Alan Stern <stern@xxxxxxxxxxxxxxxxxxx> · Mon, 4 Jun 2012 10:15:55 -0400 (EDT)

On Mon, 4 Jun 2012, Hans de Goede wrote:

> >> Hi,
> >>
> >> I spend the last 1.5 days debugging a problem with redirecting
> >> certain USB mass-storage devices to a Windows 7 vm.
> >>
> >> This problem only happens when the device is plugged into an
> >> USB 3 port.
> >>
> >> I believe I now know what is happening:
> >>
> >> First the working sequence:
> >> 1) Windows guest writes some bulk data to the msd
> >> 2) Windows guest tries to read up to 20480 bytes, only reads 36 bytes
> >> 3) Windows guest tries to read up to 512 bytes, only reads 13 bytes
> >>
> >> The non working sequence:
> >> 1) Windows guest writes some bulk data to the msd
> >> 2) Windows guest tries to read up to 20480 bytes, only reads 49 bytes
> >> 3) Windows guest tries to read up to 512 bytes ->  timeout
> >>
> >> Here is what I believe is happening, at 2 libusb splits the
> >> bulk in transfer into 2 packets, 1 of 16k and 1 of 4k, setting the
> >> USBDEVFS_URB_SHORT_NOT_OK flag on both and the
> >> USBDEVFS_URB_BULK_CONTINUATION flag on the second.
> >>
> >> With the EHCI controller all then works as intended, the first packet
> >> transfers 36 bytes and returns a status of EREMOTEIO, the second
> >> packet gets cancelled by drivers/usb/core/devio.c, transferring 0 bytes
> >> and returns a status of ECONNRESET and we all live happily ever after :)
> >>
> >> With the XHCI controller however, the first packet transfers 36 bytes
> >> and returns a status of EREMOTEIO, as it should, but the second
> >> packet transfers the 13 next bytes and returns a status of ECONNRESET.
> >
> > So you're fine with the second packet getting the ECONNRESET status
> > returned, but you don't want the 13 bytes transferred.  You want zero
> > bytes transferred.
> 
> Correct.

Not exactly.  The 13 bytes should indeed be transferred; the problem is
that they are getting transferred to the wrong URB.

> > I'm confused
> > about the flow of buffers and URBs between userspace and kernel.  Please
> > provide a more detailed example.
> 
> 1) userspace libusb app submits a bulk in transfer which wants to read > 16k
> 2) libusb splits this in multiple urbs, setting the USBDEVFS_URB_SHORT_NOT_OK
>     flag on all urbs and the  USBDEVFS_URB_BULK_CONTINUATION flag on all but the
>     first.
> 3) devio.c processes these submitting them all to the controller, remembering the
>     USBDEVFS_URB_BULK_CONTINUATION flag per urb
> 4) Device returns a short packet (less then requested on the first packet)
> 5) According to Alan Stern, with an EHCI controller, the controller halts the ep
>     because of the USBDEVFS_URB_SHORT_NOT_OK flag + 4).
> 6) devio.c walk its list of pending urbs, cancelling all urbs for the same device
>     + ep which have the USBDEVFS_URB_BULK_CONTINUATION flag set (iow stopping at the
>     first urb for the same ep without the USBDEVFS_URB_BULK_CONTINUATION flag set.
> 
> If I understood Alan correctly he believes the XHCI controller not doing 5 is the
> problem.

Yes.

> Looking at this again I think I've found a (related) bug in devio.c, if another
> (not a continued, but a completely different) bulk transfer has already been
> submitted to the ep, who / what is going to restart the ep, after the urbs which
> belong to the short transfer have been canceled ?

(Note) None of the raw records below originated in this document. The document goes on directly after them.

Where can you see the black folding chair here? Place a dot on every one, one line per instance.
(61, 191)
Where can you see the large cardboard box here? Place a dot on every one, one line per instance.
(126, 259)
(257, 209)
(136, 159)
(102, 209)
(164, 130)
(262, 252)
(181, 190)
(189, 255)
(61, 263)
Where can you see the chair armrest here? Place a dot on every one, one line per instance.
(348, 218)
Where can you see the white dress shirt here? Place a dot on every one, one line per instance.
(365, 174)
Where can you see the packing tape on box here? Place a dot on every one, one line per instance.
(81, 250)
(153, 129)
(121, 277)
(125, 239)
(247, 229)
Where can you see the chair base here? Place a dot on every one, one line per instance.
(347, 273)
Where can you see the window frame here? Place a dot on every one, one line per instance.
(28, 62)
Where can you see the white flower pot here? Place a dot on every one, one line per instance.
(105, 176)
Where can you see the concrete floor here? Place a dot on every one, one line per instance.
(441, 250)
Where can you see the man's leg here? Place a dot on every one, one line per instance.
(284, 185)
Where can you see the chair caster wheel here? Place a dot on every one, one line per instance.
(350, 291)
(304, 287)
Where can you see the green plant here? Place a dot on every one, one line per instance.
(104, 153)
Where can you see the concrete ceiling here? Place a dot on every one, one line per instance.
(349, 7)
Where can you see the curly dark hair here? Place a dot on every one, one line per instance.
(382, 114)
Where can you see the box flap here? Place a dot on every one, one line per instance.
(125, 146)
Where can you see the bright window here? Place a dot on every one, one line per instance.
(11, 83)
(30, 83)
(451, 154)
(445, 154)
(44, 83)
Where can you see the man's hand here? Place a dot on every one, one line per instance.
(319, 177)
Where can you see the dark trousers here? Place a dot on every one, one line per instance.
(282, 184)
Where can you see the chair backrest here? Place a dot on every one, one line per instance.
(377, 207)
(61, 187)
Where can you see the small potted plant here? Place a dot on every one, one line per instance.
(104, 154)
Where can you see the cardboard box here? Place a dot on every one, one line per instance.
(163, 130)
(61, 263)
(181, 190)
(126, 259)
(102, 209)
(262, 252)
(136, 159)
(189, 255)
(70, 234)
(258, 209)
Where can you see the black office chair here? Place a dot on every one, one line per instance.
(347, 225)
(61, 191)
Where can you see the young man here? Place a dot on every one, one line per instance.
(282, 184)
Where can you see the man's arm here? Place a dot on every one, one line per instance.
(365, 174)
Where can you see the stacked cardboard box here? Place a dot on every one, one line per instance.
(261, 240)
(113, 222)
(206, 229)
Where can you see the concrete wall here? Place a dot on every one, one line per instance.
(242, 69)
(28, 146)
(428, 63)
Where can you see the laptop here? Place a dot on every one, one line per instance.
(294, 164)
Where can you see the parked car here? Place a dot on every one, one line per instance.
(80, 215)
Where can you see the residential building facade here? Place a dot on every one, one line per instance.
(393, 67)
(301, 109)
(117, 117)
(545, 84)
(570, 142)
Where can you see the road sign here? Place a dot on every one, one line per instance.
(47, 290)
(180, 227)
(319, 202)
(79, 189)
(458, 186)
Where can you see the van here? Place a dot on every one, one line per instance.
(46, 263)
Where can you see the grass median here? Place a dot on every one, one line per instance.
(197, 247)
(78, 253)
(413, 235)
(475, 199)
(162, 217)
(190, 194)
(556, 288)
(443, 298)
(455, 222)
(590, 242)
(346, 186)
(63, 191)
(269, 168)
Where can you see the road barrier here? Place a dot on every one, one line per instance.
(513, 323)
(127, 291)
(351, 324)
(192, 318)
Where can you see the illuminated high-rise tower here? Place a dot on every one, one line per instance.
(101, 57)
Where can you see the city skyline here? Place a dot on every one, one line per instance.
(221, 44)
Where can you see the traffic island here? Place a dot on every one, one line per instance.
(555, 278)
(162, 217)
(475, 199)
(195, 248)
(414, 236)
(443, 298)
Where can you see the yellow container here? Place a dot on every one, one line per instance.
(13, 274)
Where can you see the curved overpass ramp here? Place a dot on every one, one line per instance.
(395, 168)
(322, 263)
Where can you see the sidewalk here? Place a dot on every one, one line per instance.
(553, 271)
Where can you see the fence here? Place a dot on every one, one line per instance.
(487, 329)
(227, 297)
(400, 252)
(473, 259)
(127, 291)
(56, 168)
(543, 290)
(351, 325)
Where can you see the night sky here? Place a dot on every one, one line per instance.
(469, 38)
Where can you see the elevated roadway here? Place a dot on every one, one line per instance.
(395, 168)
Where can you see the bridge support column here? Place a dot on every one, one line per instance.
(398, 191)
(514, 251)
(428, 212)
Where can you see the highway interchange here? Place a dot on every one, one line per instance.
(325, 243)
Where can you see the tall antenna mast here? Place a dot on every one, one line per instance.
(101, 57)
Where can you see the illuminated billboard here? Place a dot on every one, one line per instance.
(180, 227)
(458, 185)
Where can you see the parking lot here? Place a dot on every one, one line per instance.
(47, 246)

The HCD automatically restarts the endpoint when the completion handler 
returns.

> >> Thus the second packets has consumed the data the device had ready
> >> which should have been read by the next bulk transfer from the guest
> >> pov.
> >>
> >> All in all it seems that the cancel of further packets done by
> >> drivers/usb/core/devio.c: cancel_bulk_urbs()
> >> comes too late when the device is on an XHCI controller, it seems that
> >> the controller is already "executing" the next bulk transfer *before*
> >> the completion handler of the previous one has completed.
> >
> > Yes, I believe that's true.  If the packet is already queued on the
> > endpoint ring, the xHCI driver is going to start transferring that
> > packet as soon as the previous transfer completes.
> 
> Right, so if I understood correctly, devio assumes the EP ring will stop
> automatically on a short transfer when the urb has the
> USBDEVFS_URB_SHORT_NOT_OK flag set.

It's not just an assumption; this behavior is documented.  The HCD is 
obligated to do it.

> > It's really odd that this behavior worked under EHCI.  AFAICT, the
> > USBDEVFS_URB_BULK_CONTINUATION flag isn't even exposed to the host
> > controller (only to usbfs), so I don't see how canceling the bulk
> > command under EHCI could even work.
> 
> devio assumes that the ep stops on the first short read if
> USBDEVFS_URB_SHORT_NOT_OK is set, and for EHCI this seems to be the
> case.

Yes.  Also for UHCI, OHCI, and dummy-hcd.  Presumably most of the other 
HCDs too, though I'm not familiar with their details.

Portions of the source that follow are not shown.